Not to mention, if you are going away to school and your mother doesn't want any other rats, I hardly think she could spend much of any time with the boy. But, like I said, it would not make a difference.

In your shoes, I would start searching for a new home for him with an experienced rat owner that is able to do proper introductions with your boy. He deserves another friend to live out the rest of his life with.

If that fails, contact a rescue and explain your situation. They are very experienced and will know what to do. If you do go that route, I would recommend putting a bit of money aside to donate to them when they take care of your boy.


----------



## Tibbs87 (Dec 25, 2011)

Your rat friend will live a longer, happier, healthier life if he has a fellow rat friend to hang out with. Get him a cage mate. I had two males at one point. One of them died suddenly. The next day I brought home another male and QT'd him for a week. During QT, Bernie (the surviving rat) seemed pretty depressed. He didn't run around much and just wasn't himself. After introductions I put them together. They got along great and both seemed to benefit from each other's company. I now have 4 and they all seem happy together. So yes, please get a cage mate. Rats are very social and need another rat to play with.


----------



## Buddy (Mar 13, 2011)

I feel like much of my first post went unnoticed and I'm being chewed out. Once again i never planned on having a single rat. I had three in total. My first guy passed on 2 months ago then his brother suffered from a freak accident. The only one left is lou.I just wanted to know what to do when you have one rat left.Do i talk to my mom about the importance of a friend?do i look for a rat close to lou's age?Tl;drI have one rat left after his budddies died unexpectedly.he currently isnt alone. (Im babysitting 2 girl rats for a month)Do i convince my mom he needs a friend?do i get a rat close in age?halp me please.


----------



## cagedbirdsinging (May 28, 2012)

I meant no offense.

From your post, I read that your mother does not want another rat, so I decided to leave that option out. There is a chance that the rats will not get the attention that they need if your mother is less than pleased with them. While another rat to be in the cage would be great, they will still need playtime outside of the cage. Can your mother provide that? If the answer is yes, then you should talk to her about the importance of a friend.

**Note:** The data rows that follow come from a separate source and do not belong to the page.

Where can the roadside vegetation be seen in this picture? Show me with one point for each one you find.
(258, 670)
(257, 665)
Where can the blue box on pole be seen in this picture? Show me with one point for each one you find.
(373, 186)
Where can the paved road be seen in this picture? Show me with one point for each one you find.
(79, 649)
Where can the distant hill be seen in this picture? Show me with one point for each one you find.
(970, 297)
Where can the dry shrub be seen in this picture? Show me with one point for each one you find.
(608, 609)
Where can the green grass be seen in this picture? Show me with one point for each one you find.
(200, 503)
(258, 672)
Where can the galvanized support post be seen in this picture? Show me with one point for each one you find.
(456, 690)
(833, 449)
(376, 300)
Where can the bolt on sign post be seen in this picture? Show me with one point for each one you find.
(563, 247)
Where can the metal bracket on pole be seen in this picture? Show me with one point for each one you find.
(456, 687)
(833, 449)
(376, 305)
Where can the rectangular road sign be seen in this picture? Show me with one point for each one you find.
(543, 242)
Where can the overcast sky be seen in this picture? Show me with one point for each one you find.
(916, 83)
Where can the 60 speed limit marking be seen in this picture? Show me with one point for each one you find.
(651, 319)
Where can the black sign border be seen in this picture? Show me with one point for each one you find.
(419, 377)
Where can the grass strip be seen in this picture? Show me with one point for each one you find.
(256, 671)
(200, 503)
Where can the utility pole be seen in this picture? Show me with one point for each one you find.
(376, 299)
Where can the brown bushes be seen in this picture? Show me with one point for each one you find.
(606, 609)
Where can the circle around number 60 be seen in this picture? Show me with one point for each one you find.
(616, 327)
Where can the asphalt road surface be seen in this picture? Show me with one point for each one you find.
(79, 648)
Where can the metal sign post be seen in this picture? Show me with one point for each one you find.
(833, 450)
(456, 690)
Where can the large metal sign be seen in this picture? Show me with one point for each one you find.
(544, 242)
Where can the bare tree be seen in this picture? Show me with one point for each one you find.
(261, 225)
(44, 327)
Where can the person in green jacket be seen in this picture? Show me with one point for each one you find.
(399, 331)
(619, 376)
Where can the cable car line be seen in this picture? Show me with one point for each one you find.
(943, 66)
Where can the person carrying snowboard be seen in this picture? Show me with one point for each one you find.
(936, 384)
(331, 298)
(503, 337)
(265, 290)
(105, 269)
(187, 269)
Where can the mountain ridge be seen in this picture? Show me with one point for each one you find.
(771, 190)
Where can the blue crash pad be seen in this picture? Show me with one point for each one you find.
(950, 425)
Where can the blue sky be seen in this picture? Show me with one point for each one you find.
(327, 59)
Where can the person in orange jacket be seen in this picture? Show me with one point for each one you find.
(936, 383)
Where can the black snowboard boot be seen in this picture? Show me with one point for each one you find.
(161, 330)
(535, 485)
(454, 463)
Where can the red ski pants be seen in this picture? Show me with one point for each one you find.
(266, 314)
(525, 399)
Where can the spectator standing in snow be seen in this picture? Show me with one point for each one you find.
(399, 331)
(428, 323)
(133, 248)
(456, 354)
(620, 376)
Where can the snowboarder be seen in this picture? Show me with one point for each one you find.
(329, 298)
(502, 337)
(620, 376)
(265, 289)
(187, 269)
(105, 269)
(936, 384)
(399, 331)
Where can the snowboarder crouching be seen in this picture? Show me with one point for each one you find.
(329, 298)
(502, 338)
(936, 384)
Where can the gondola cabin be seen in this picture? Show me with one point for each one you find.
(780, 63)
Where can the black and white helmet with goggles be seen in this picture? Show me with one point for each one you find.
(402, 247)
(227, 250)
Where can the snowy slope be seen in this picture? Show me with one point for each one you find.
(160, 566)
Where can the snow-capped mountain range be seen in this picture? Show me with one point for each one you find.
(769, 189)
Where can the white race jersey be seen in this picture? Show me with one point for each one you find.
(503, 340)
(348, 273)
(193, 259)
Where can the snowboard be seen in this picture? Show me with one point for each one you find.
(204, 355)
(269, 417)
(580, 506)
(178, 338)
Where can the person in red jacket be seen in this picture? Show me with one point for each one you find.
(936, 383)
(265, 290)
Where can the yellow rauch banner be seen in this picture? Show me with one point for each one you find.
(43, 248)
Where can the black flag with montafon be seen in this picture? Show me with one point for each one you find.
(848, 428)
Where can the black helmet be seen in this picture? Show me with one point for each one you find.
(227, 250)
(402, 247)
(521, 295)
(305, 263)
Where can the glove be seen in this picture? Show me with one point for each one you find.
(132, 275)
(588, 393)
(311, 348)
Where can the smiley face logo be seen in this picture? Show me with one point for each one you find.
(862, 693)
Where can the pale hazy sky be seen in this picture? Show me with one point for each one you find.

Furthermore, you do not know how introductions will go. Getting a boy close to Lou's age could be hit or miss. The plan that works most often is to get two younger (baby) rats. This makes it easier for Lou to establish his dominance while the babies tire each other out so that they don't upset Lou.

Now, this leaves you with getting two more rats instead of one. However, getting babies may be beneficial in convincing your mother. They're small, they're cute. Try asking her if she would like to pick out the color/marking/coat/ear types.

If she still declines, then I refer you to my previous post.


----------